Why This Iconic Star Wars Author Hated The Last Jedi

Why This Iconic Star Wars Author Hated The Last Jedi

So this gets personal quickly and speaking from a personal standpoint and as an author and a fan of Star Wars, I can’t help but stand more to the side of Alan Dean Foster, who recently criticized The Last Jedi rather heavily after admitting to trying to retcon the novelization for the fans to give a better explanation of how things happened. Many people have been arguing back and forth that TLJ was just the way it needed to be, while others have been stating that it really needed to be completely different since we were given characters that we didn’t really care about, and were given such a hard to swallow explanation of other characters that the movie fell apart the moment it came onto the screen. But the movie was moving forward, no matter if it was at a torturous and insane pace that made many people feel as though their feelings and emotions were being dragged over broken glass that had been dipped in excrement and lit on fire. Yeah, it was that bad for some people that really didn’t care for the sequel trilogy.
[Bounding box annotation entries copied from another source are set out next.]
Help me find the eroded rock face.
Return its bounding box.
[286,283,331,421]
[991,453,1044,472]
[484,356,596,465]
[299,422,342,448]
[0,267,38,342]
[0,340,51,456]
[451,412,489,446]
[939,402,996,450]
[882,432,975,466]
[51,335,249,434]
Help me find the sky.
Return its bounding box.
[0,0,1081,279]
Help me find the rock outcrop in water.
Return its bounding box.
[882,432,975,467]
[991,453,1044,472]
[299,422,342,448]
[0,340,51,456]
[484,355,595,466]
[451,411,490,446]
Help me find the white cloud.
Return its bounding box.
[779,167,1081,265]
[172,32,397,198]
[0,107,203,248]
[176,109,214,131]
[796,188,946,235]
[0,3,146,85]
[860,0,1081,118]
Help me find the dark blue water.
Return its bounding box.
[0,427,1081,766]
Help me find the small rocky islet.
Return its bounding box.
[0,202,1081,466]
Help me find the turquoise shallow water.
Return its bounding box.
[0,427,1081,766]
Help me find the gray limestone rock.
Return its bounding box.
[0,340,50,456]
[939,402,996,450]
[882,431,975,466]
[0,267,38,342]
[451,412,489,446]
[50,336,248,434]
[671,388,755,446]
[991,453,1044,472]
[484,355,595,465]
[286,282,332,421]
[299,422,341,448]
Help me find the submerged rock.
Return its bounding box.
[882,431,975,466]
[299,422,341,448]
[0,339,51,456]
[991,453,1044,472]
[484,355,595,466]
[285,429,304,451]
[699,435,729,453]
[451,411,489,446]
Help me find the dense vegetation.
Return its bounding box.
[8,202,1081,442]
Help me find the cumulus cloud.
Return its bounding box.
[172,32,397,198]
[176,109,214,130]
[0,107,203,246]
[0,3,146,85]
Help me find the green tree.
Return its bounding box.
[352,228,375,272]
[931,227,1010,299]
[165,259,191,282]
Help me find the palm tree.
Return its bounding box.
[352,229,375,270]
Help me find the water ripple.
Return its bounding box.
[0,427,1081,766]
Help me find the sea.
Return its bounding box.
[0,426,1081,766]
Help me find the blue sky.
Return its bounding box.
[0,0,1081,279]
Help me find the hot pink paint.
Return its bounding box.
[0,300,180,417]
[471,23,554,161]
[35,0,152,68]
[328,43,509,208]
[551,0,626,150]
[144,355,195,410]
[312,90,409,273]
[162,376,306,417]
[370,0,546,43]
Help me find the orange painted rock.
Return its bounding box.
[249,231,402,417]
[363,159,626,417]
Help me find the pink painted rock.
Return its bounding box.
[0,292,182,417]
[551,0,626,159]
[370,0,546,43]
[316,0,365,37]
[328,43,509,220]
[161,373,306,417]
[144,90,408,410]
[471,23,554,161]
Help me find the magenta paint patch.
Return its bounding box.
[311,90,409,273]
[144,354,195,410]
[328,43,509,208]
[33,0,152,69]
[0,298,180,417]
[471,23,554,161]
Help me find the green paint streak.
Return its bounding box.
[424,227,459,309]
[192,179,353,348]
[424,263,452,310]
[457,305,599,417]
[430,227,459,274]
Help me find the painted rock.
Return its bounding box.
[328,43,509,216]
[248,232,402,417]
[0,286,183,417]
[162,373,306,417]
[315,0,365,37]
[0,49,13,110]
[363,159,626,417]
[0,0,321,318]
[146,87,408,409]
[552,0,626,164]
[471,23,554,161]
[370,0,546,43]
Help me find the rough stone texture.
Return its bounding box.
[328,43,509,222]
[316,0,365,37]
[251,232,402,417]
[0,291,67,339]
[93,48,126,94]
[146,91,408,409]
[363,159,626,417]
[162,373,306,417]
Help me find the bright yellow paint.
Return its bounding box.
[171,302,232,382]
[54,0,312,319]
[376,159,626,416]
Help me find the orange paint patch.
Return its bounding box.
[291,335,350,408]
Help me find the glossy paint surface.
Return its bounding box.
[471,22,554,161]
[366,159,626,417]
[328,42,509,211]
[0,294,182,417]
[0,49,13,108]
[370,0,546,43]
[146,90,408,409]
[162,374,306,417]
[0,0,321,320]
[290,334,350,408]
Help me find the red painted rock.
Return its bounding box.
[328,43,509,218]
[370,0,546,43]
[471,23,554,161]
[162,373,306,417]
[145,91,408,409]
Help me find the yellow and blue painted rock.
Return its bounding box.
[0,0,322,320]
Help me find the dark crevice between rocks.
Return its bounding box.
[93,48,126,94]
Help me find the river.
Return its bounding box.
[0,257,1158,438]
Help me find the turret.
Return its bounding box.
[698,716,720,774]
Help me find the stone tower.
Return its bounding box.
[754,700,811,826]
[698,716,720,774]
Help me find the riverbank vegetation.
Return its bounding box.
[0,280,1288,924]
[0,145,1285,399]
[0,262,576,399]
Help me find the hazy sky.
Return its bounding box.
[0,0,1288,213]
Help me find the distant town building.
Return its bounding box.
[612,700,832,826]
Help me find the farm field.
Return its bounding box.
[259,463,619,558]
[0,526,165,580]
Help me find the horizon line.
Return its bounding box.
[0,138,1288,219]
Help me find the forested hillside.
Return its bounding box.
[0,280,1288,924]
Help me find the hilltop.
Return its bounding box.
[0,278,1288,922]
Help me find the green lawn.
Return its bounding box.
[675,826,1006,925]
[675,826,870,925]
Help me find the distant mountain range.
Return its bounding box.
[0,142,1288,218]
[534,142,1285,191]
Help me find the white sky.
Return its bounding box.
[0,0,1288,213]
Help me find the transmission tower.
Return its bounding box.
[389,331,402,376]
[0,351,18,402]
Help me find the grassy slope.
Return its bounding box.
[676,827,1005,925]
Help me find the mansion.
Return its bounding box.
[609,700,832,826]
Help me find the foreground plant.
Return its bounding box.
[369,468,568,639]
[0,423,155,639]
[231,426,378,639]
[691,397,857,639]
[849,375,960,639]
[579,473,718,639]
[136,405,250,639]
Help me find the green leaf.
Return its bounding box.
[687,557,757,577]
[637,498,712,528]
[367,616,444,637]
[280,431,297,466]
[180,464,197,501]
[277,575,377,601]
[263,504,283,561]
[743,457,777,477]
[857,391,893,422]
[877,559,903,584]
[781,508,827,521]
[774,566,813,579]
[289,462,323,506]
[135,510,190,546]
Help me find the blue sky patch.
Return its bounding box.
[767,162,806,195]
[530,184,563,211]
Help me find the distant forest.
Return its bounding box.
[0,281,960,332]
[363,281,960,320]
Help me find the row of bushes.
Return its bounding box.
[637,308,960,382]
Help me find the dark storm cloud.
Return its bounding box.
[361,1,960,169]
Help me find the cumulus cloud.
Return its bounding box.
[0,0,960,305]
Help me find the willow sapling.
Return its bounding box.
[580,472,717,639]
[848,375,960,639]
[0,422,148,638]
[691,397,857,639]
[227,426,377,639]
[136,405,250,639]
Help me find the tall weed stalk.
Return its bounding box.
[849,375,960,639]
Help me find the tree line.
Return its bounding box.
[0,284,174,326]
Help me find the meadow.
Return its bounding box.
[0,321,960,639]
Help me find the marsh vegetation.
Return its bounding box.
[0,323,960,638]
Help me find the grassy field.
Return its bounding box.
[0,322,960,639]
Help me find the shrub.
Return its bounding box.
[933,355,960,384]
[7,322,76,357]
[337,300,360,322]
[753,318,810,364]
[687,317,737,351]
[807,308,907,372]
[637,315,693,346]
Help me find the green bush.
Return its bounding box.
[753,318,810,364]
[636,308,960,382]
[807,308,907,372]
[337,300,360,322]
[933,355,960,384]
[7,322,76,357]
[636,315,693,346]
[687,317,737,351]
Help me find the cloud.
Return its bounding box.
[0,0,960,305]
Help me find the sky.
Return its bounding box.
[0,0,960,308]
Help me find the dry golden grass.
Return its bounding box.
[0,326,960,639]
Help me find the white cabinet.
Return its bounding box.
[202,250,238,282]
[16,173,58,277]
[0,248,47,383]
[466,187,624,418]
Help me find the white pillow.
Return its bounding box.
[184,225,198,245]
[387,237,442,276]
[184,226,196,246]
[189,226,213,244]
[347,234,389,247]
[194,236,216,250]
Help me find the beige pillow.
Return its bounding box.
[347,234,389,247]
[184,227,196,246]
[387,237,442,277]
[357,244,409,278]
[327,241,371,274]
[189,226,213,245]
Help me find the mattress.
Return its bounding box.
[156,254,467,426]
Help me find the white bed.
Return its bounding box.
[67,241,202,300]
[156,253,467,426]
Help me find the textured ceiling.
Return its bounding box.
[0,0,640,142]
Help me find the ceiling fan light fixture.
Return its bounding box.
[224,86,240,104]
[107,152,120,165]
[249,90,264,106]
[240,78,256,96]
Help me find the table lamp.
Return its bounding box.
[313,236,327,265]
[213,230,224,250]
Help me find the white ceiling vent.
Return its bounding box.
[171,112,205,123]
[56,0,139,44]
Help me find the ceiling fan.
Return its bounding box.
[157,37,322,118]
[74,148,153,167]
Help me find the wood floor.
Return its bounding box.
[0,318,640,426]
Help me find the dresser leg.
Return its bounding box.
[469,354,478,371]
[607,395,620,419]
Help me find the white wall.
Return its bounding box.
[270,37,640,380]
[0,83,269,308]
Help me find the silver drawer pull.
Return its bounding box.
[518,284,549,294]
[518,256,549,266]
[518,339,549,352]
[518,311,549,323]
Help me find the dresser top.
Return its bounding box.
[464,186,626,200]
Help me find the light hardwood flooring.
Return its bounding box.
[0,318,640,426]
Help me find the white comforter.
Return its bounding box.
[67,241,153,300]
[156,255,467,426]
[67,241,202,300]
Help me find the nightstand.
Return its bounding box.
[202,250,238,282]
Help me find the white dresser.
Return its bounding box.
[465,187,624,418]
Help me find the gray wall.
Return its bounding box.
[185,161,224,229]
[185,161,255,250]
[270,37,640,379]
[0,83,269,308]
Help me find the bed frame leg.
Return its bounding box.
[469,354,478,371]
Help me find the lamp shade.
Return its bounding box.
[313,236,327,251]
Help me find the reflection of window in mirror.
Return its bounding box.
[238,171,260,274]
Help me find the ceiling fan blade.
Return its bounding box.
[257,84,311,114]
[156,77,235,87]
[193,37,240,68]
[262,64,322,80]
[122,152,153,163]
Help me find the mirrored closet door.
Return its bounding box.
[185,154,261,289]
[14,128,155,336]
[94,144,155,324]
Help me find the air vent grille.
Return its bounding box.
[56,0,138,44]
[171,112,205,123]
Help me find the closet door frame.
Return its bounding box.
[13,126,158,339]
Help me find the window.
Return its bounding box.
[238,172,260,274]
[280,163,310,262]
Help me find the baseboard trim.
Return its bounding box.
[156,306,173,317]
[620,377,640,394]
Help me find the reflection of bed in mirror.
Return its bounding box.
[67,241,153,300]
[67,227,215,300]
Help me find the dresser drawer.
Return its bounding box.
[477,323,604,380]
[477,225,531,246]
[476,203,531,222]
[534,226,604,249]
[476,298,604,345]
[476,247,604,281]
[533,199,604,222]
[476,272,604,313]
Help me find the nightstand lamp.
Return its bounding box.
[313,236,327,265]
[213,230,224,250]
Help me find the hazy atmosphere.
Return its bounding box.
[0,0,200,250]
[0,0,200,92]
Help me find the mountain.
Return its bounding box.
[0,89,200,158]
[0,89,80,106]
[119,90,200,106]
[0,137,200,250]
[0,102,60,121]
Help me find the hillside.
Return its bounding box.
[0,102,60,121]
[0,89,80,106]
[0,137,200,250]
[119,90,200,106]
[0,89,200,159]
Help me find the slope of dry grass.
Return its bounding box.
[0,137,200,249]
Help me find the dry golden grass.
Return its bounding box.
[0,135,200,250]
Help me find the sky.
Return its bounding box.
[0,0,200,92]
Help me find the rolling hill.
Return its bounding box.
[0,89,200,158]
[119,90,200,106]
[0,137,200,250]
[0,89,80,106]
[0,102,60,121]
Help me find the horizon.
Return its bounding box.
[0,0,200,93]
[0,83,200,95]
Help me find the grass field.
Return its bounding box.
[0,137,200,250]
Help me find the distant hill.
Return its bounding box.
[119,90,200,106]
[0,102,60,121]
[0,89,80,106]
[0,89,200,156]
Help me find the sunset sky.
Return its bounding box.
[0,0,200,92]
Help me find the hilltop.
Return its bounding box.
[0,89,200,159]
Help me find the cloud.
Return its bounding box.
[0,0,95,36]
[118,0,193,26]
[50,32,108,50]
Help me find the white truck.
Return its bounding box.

Personally, I thought there were moments that were good and helped to define the path leading forward, but too much of it just wasn’t that great and felt like something that had been slapped together. Alan Dean Foster had this to say about it via MovieWeb:

“Episode VIII was out, it was a done deal. And I went and saw it, and I thought it was a terrible film. I thought it was a terrible Star Wars movie, and there’s no need to go into why because every fan already has. I thought, ‘How can this be retconned? How can we fix as much as possible from Episode VIII in a proposed Episode IX?’ And I wrote a partial treatment for that, attempting in that storyline to explain a lot of the really silly things that happened in Episode VIII.”

His explanation for why Rey was able to wield the Force so easily and with such skill had to do with circuitry that had been implanted into her brain, and while some people might have been willing to accept this, it does still sound like a last-ditch effort, as it was. Obviously, this wasn’t about to make it into the movie, and even if Disney had considered it there’s a good chance that Rian Johnson would have taken it to an extreme that might have continued to divide Star Wars fans. Johnson’s and Disney’s naivete with Star Wars and how the Force works couldn’t have been more obvious since it started back in The Force Awakens before Johnson even got hold of a Star Wars movie when Finn and Rey were both able to hold their own against Kylo Ren. Some might want to say that he was founded, but the fact is that he’s still a skilled and TRAINED Force-user who should have been able to kill both of them. Plus, the natural talent that Rey has with the Force still doesn’t explain her level of skill, since that skill normally took years to hone and refine in the Jedi Temple. But hey, the story needed to move quickly and be something that people could rally behind, so in Disney and Johnson’s estimations this meant that Rey just had to be feeling it and things would be okay.

The problem with this was that the principles of the Force and the training of a Jedi in the prequels made it apparent that years were required to gain the kind of focus that Rey would have needed to pull off more than an instinctual win and the kind of skill that would allow her to beat Kylo and worry Master Skywalker. This is just one among many things that infuriated a lot of fans and created such a divide within the fanbase, and likely ticked off Foster, who is adamant that the movie made by Johnson is one of the worst movies of the bunch. There are still plenty of people who are willing to defend Johnson’s attempt since they believe that this was the natural progression and that the EU was so horribly out of joint with the original trilogy that it wouldn’t have worked in the first place. As of now, it wouldn’t work, or at least most of it wouldn’t, since so much has happened that fitting it all into the timeline wouldn’t be possible. But the funny thing about that is that Disney has been picking elements from the EU even while it’s been stated more than once that the EU isn’t canon. That’s cherry-picking at its most hypocritical, but oh well. Many might echo Foster’s sentiments concerning TLJ, but at this point, it feels wiser to say that the story is going to move forward, which is the main point.